Mel Plant, BA Arabic and Turkish
“I believe firmly in the two-state solution,” began Sir Vincent Fean, ex-Consul General to Jerusalem, although, he continued, it “is in very severe danger of disappearing before our eyes.” The London Middle East Institute holds talks every Tuesday evening that seem to attract people from all ranks, both within and outside of SOAS; the talk on 20th January seemed to attract even more diverse ranks, from embassy officials and politicians, to journalists and students.
Fean pressed his audience that the most viable solution for the Israel-Palestine issue would be best achieved through international recognition of a Palestinian state, leading to the framework for a viable two-state solution. Though constantly reiterating he did not speak on behalf of the government, the ex-official commented that the lack of recognition of a Palestinian state has always been “a matter of timing and judgement”, not being disputed on principle by the UK. However, he said, “it is time to choose”. With this statement, Fean urged the importance of European states, particularly the UK and France, officially recognising Palestine. The role of the UN in this process was stressed, with Fean arguing that if both those states were to do so, then four out of five of the permanent Security Council members (Russia and China in addition) will have officially recognised Palestine, encouraging others to follow in their footsteps.
Although it is not a universally shared perspective, the two-state solution in Fean’s words was expressed as a statement of solidarity with both Israelis and Palestinians. “With recognition comes parity of esteem… mutual respect, acceptance and permanence”, stated the ex-diplomat.
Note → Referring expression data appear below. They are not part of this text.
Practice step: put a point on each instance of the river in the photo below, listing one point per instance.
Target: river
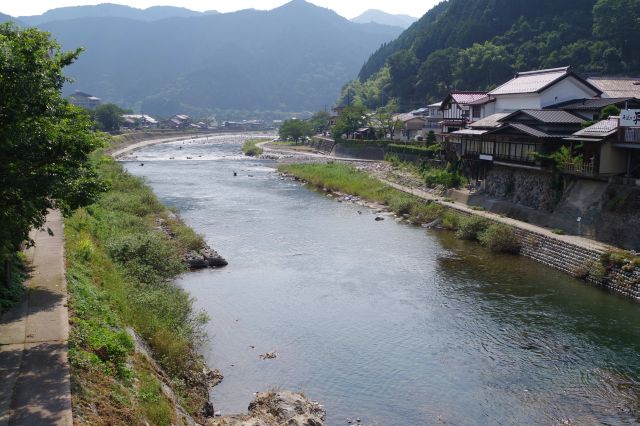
(385, 321)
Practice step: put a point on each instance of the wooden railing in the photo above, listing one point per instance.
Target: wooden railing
(578, 167)
(632, 135)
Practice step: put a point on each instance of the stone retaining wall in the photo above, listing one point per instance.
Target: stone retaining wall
(323, 145)
(577, 261)
(530, 188)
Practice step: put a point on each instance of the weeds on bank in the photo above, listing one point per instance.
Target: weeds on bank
(13, 293)
(251, 149)
(122, 253)
(498, 238)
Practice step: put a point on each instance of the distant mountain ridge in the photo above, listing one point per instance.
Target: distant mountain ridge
(103, 10)
(477, 44)
(380, 17)
(292, 58)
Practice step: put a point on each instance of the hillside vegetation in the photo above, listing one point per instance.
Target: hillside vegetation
(477, 44)
(292, 58)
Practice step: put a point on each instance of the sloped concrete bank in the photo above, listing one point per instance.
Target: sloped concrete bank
(577, 256)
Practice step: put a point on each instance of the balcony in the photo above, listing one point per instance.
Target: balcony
(632, 135)
(579, 168)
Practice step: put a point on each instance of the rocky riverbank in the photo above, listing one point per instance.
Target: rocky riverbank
(276, 409)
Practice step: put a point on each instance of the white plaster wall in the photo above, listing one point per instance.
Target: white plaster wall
(612, 160)
(510, 103)
(565, 90)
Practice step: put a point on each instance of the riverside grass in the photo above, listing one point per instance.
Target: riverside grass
(119, 266)
(250, 148)
(344, 178)
(347, 179)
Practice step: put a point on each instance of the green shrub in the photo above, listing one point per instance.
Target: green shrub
(425, 212)
(470, 228)
(435, 177)
(14, 292)
(251, 149)
(500, 238)
(451, 220)
(419, 151)
(147, 257)
(119, 270)
(401, 205)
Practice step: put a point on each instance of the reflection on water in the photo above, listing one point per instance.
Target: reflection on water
(384, 321)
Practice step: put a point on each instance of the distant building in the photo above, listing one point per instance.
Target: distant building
(617, 87)
(539, 89)
(84, 100)
(137, 121)
(179, 121)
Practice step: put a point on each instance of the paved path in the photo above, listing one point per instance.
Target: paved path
(35, 387)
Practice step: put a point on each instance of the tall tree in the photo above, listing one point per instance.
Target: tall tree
(351, 119)
(44, 141)
(386, 121)
(108, 117)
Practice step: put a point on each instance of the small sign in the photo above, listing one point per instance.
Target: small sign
(629, 117)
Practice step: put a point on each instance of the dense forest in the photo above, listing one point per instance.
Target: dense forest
(290, 59)
(477, 44)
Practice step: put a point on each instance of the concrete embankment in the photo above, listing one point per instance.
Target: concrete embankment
(574, 255)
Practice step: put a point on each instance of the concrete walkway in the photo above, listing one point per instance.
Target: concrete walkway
(35, 387)
(571, 239)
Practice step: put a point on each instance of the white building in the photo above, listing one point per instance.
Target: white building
(537, 90)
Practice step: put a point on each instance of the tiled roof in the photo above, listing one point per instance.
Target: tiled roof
(530, 130)
(469, 132)
(531, 81)
(594, 103)
(490, 121)
(601, 129)
(467, 97)
(408, 116)
(550, 116)
(484, 100)
(616, 87)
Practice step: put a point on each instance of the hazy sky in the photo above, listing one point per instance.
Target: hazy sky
(346, 8)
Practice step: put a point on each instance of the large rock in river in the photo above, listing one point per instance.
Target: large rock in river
(275, 409)
(205, 258)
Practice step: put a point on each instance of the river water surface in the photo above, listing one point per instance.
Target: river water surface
(385, 321)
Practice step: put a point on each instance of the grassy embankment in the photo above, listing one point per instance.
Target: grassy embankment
(347, 179)
(12, 293)
(122, 253)
(251, 149)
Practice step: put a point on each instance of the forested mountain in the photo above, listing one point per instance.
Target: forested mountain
(476, 44)
(154, 13)
(293, 58)
(380, 17)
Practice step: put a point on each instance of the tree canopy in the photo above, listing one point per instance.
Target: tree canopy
(108, 117)
(44, 141)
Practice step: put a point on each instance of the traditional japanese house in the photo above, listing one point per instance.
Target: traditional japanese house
(590, 109)
(517, 139)
(457, 110)
(596, 152)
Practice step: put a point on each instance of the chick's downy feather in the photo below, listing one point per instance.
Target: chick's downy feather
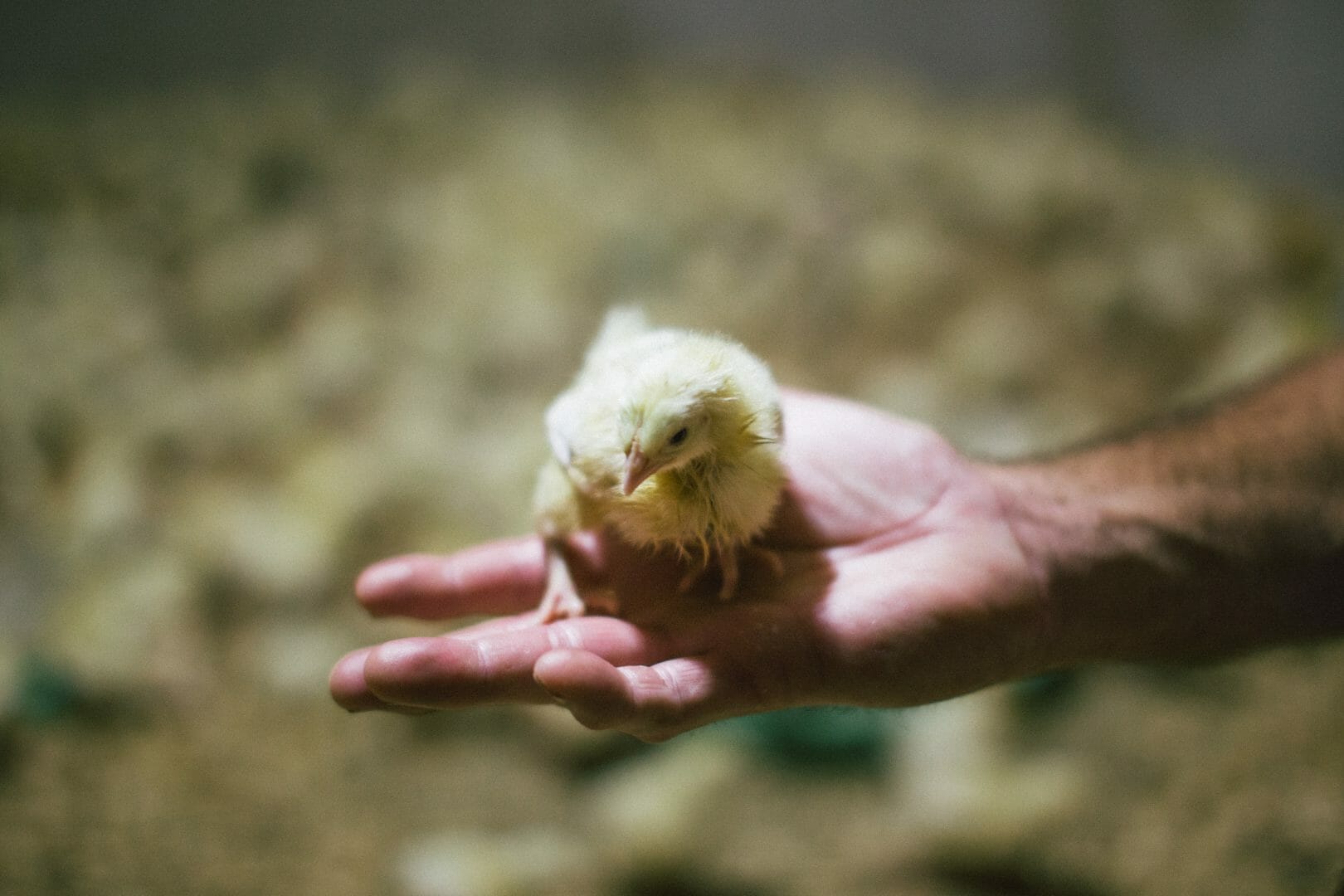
(667, 437)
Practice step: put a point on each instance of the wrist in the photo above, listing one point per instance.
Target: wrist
(1113, 577)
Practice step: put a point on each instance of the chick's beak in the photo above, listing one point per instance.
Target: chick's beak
(637, 469)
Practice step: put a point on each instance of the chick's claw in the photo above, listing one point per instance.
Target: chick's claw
(562, 599)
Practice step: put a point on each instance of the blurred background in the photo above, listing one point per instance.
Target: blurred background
(284, 289)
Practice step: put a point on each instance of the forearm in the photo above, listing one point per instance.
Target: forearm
(1215, 533)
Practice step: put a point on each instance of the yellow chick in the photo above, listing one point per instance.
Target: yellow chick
(668, 438)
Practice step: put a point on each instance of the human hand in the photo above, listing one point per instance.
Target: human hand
(901, 582)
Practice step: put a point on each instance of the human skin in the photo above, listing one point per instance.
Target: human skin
(910, 574)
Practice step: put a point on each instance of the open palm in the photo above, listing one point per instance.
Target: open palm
(898, 582)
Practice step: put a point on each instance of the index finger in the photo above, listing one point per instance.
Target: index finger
(494, 578)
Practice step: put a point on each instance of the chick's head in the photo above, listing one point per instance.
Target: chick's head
(671, 422)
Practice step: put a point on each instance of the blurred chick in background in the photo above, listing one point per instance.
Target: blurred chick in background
(667, 437)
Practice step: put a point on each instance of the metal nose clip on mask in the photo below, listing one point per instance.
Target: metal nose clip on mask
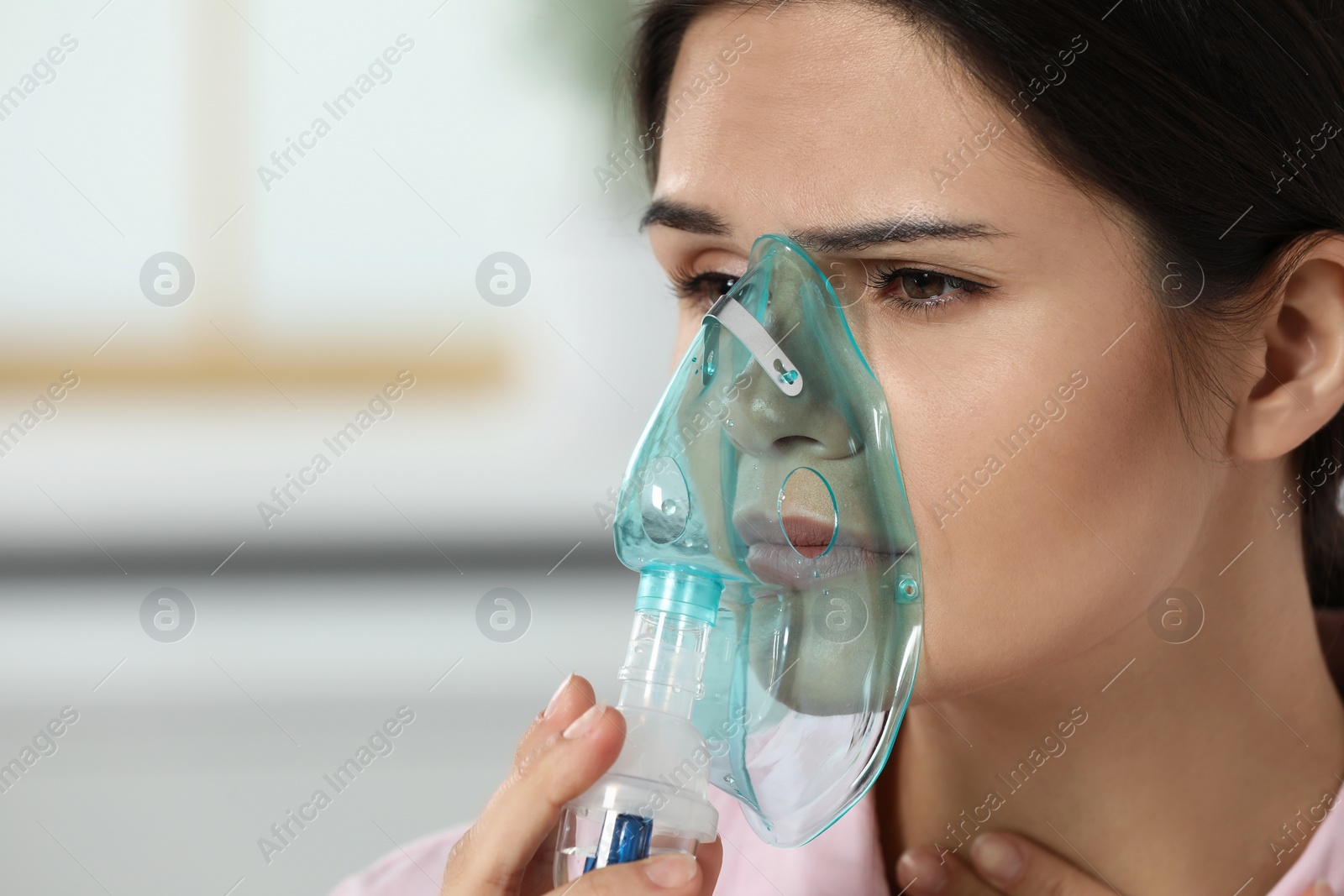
(780, 602)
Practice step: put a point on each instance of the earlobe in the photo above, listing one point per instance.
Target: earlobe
(1299, 360)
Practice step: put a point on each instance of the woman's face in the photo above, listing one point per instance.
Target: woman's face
(1003, 311)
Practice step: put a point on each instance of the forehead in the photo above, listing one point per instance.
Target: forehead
(828, 110)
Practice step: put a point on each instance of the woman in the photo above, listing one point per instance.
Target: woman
(1132, 204)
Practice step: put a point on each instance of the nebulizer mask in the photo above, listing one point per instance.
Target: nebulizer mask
(780, 600)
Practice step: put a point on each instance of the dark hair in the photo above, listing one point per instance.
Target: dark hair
(1198, 116)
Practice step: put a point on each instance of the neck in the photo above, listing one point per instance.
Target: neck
(1207, 758)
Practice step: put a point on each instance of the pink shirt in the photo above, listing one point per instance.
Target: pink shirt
(843, 862)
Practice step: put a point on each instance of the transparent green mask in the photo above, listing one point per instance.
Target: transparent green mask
(780, 600)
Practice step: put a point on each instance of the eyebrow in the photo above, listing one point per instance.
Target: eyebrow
(824, 239)
(680, 217)
(905, 230)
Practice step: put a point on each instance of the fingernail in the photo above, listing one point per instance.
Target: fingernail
(921, 872)
(555, 698)
(996, 857)
(585, 723)
(674, 869)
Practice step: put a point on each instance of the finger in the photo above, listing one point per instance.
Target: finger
(1018, 866)
(569, 701)
(710, 857)
(922, 871)
(495, 852)
(669, 875)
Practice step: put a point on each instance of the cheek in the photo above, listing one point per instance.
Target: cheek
(687, 328)
(1041, 537)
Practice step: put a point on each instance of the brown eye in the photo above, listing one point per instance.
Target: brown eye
(703, 289)
(927, 284)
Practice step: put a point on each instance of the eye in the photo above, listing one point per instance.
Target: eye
(921, 289)
(702, 291)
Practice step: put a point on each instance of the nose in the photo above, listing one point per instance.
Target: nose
(763, 417)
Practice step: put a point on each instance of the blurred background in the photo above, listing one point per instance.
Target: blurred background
(242, 235)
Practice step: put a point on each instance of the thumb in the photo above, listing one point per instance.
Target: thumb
(1019, 867)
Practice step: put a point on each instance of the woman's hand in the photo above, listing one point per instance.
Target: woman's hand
(510, 849)
(1007, 864)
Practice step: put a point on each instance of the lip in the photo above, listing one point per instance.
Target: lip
(799, 558)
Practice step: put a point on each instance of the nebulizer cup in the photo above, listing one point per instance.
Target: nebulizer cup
(780, 602)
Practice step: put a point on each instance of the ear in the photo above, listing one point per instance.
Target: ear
(1300, 363)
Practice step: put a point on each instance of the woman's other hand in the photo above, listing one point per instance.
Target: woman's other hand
(510, 849)
(1007, 864)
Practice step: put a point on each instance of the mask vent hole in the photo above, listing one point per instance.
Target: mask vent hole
(808, 515)
(664, 503)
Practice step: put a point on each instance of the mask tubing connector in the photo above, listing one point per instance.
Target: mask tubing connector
(655, 799)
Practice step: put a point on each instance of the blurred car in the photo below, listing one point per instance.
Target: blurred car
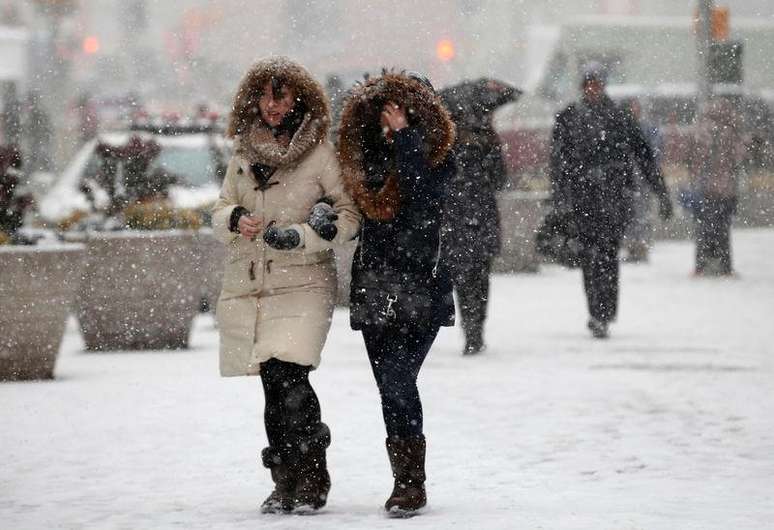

Through continuing with respect for the Israeli state within the confines of the Green Line, he posited that it was possible for Palestinians to gain the same rights and privileges as Israelis.
Highlighting that recognition of Israel was a necessary part of the peace process meant for Fean admitting the boundaries of international powers to interfere. “Israel is more than a caretaker government”, he assured, with the same rights to 1967 borders as Palestine has to the West Bank, Gaza, and crucially East Jerusalem, and thus, Israel could not be “forced out of Palestine”. Rather, Fean’s view was that we encourage government pressure, especially through EU schemes on labelling of products, against the illegal “settlement enterprise” in the West Bank. He encouraged that an established Palestinian state, funded by the UK government in earnest, would retain its 1967 borders, share the capital of Jerusalem with Israel, and would crucially see a “full phased withdrawal” of Israeli forces and settlements (in return for land swaps) on Palestinian territories.
Unusual for British officials, Fean advocated for free elections in Palestine, without intervention from Western states, and a just refugee solution, though this was kept vague. Significantly, he passionately argued that what settlers “produce on Palestinian soil belongs to Palestinians”, and should be taxed, branded and marketed as such. With this, Fean cemented the clear fact that his three years in Jerusalem had conferred him the will to advocate for the right of Palestinians to the land. Though he refused the concept of government boycott and sanctions on Israel, Fean decided that the ICC should be utilised to target the growth of settlements, which are against the Geneva convention.
Throughout his speech, Fean maintained that the UK would and should absolutely stick to a two-state solution, mediated by regional powers with our government playing a crucial role. He asserted that the government must have a say in the end of the conflict, urging his audience to utilise their votes to support MPs who would recognise Palestine, “just as we had a say in its beginning”.